The new legislation renamed the domestic yeomanry en bloc to "Imperial Yeomanry" and converted it from cavalry into mounted infantry, replacing its primary weapon, the sword, with rifle and bayonet. It introduced khaki uniforms, mandated a standard four-squadron organisation and added a machine-gun section to each regiment. The yeomanry's establishment was set at 35,000, though effective strength was only around 25,000, and to achieve these numbers, 18 new regiments were raised, 12 of them resurrected from disbanded 19th century corps of yeomanry. The Harris Committee was not unanimous, and it was in fact a minority report by just two officers that recommended the removal of "cavalry" from the yeomanry's title (it being generally referred to as "Yeomanry Cavalry" before the rename) and the retirement of the sword. The yeomanry resisted these changes. Three regiments petitioned the king to be allowed to retain the sword on parade, and all but one of the 35 commanding officers petitioned the army for its retention in 1902. (Note: Colonel Lancelot Rolleston, commander of the South Nottinghamshire Imperial Yeomanry, went further and refused to surrender the regiment's swords on the grounds that the regulations permitted their use until the equipment was worn out, and even introduced the lance to the regiment in 1904. With some string-pulling, the regiment secured for itself a place in the Northern Command review in 1903, in which it drilled alongside the regular forces as cavalry and paraded without rifles.)

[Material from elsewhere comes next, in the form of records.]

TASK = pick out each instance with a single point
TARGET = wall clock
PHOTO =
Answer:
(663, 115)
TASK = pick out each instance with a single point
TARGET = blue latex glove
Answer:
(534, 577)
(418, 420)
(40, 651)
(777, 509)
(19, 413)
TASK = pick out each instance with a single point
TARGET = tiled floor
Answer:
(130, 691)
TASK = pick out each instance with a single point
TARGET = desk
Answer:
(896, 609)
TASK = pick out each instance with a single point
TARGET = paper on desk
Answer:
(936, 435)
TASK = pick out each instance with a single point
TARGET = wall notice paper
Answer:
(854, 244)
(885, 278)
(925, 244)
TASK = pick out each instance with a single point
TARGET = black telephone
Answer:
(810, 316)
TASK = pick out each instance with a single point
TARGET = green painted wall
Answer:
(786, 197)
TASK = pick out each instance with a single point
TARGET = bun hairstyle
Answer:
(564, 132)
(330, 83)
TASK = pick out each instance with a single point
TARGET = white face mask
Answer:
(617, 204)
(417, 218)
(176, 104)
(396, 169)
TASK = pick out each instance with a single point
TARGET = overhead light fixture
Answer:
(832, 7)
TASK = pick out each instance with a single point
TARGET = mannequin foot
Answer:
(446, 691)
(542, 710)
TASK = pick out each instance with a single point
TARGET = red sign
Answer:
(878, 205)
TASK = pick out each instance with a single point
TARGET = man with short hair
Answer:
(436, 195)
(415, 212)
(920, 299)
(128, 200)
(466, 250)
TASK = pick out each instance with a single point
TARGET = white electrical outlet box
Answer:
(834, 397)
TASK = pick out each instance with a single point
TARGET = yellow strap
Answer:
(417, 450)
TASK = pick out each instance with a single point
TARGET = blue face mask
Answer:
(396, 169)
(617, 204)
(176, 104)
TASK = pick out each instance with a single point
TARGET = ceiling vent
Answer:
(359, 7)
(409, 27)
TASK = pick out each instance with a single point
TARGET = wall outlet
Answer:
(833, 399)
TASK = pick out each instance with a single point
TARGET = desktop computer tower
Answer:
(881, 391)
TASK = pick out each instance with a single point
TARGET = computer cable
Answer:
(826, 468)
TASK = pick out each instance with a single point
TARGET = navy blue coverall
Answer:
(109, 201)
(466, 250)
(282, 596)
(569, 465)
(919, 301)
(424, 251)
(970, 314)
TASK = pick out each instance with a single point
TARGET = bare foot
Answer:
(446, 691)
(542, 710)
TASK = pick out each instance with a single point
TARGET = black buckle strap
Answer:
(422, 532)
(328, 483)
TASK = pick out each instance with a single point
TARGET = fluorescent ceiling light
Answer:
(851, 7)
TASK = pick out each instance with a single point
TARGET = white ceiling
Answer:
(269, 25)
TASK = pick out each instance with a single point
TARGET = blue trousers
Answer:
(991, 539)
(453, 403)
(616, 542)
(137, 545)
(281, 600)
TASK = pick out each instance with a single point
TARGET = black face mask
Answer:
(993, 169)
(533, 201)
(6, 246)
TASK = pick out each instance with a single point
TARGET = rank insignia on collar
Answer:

As well as issues with the domestic yeomanry, the Boer War also exposed the wider problem of reinforcing the army with sufficiently trained men in times of need. This occupied much of the debate concerning military reform in the first decade of the 20th century, and gave the yeomanry the opportunity to retain its treasured role as cavalry by positioning itself as a semi-trained reserve to the numerically weak regular cavalry. This was reflected in a change to the training instructions issued to the Imperial Yeomanry in 1902 and 1905. The former warned the yeomanry not to aspire to a cavalry role and made no distinction between yeomen and mounted infantry, but the latter merely proscribed the traditional cavalry tactic of shock action while otherwise aligning the yeomanry with the cavalry, giving it in effect the role of dismounted cavalry.

The changed focus in training was prompted by plans to allocate six yeomanry regiments as divisional cavalry in the regular army, supported by the establishment within the Imperial Yeomanry of a separate class of yeoman free of the restriction on service overseas. This, however, relied on men volunteering for such service, and offered the regular army no guarantee that enough men would do so. That enough would volunteer was made more doubtful by the requirement that they should abandon their civilian lives for the six months of training considered necessary for them to be effective in such a reserve role. As a result, the plans were dropped from the final legislation that combined the Volunteer Force and the yeomanry, now without the "Imperial" prefix, into a single, unified auxiliary organisation, the Territorial Force, in 1908. (Note: The difficulties inherent in relying on volunteers to reliably augment the regular army can be seen in the numbers, or more accurately the distribution of those who had done so by 1913. Although at just under 4,000 the quantity of volunteers exceeded the estimated requirements, 88 per cent of them were distributed across 54 different regiments, making it too complex to integrate them into the regular forces.) (Note: As well as defence against foreign invasion, the Territorial Force was intended to reinforce the regular army overseas after six months training on mobilisation. The force was, however, subject to the same restrictions on overseas service as its predecessors, and deployment abroad therefore relied entirely on members volunteering to do so. Richard Haldane, the Secretary of State for War who introduced the reforms, hoped that between a sixth and a quarter of territorials would. The process by which members could volunteer was formalised in 1910 as the Imperial Service Obligation.)